We accept a num_input_features parameter, which decides the number of units needed in the input layer (512 for Word2Vec and 300 for GloVe features). We build a Sequential model, which helps us in linearly stacking our hidden and output layers.

In [None]:
w2v_dnn = construct_deepnn_architecture(num_input_features=w2v_num_features)

### Visualize sample deep architecture
with the help of Keras.

In [None]:
from IPython.display import SVG
from keras.utils.vis_utils import model_to_dot

SVG(model_to_dot(w2v_dnn, show_shapes=True, show_layer_names=False, 
                 rankdir='TB').create(prog='dot', format='svg'))
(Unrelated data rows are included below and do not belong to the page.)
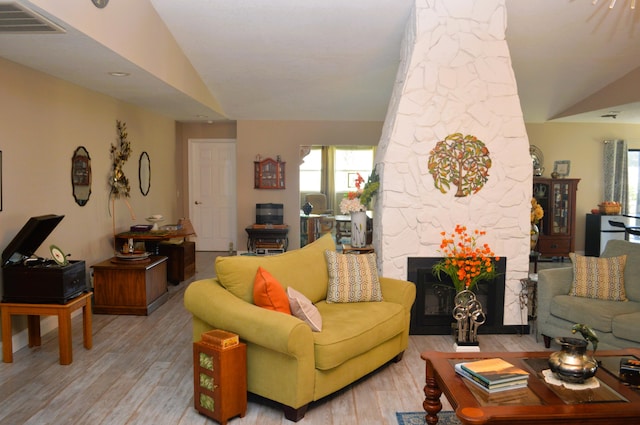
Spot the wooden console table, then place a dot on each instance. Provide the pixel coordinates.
(130, 287)
(34, 311)
(267, 236)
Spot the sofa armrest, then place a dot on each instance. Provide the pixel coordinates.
(552, 282)
(398, 291)
(280, 332)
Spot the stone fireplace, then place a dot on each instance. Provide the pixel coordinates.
(455, 76)
(432, 310)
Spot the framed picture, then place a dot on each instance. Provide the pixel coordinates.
(562, 168)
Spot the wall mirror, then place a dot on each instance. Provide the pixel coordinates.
(144, 173)
(81, 175)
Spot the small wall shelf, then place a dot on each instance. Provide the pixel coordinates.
(268, 174)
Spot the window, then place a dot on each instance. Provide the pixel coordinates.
(311, 171)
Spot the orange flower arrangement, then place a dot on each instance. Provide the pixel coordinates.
(466, 262)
### Model Training, Prediction and Performance Evaluation

In [None]:
batch_size = 100
w2v_dnn.fit(avg_wv_train_features, y_train, epochs=10, batch_size=batch_size, 
            shuffle=True, validation_split=0.1, verbose=1)

In [None]:
y_pred = w2v_dnn.predict_classes(avg_wv_test_features)
predictions = le.inverse_transform(y_pred) 

In [None]:
meu.display_model_performance_metrics(true_labels=test_sentiments, predicted_labels=predictions, 
                                      classes=['positive', 'negative'])  

In [None]:
glove_dnn = construct_deepnn_architecture(num_input_features=300)

In [None]:
batch_size = 100
glove_dnn.fit(train_glove_features, y_train, epochs=10, batch_size=batch_size, 
              shuffle=True, validation_split=0.1, verbose=1)

In [None]:
y_pred = glove_dnn.predict_classes(test_glove_features)
predictions = le.inverse_transform(y_pred) 

In [None]:
meu.display_model_performance_metrics(true_labels=test_sentiments, predicted_labels=predictions, 
                                      classes=['positive', 'negative'])  

We obtained an overall model accuracy and F1-score of 86% with the GloVe features, which is still good but not better than what we obtained using our Word2Vec features.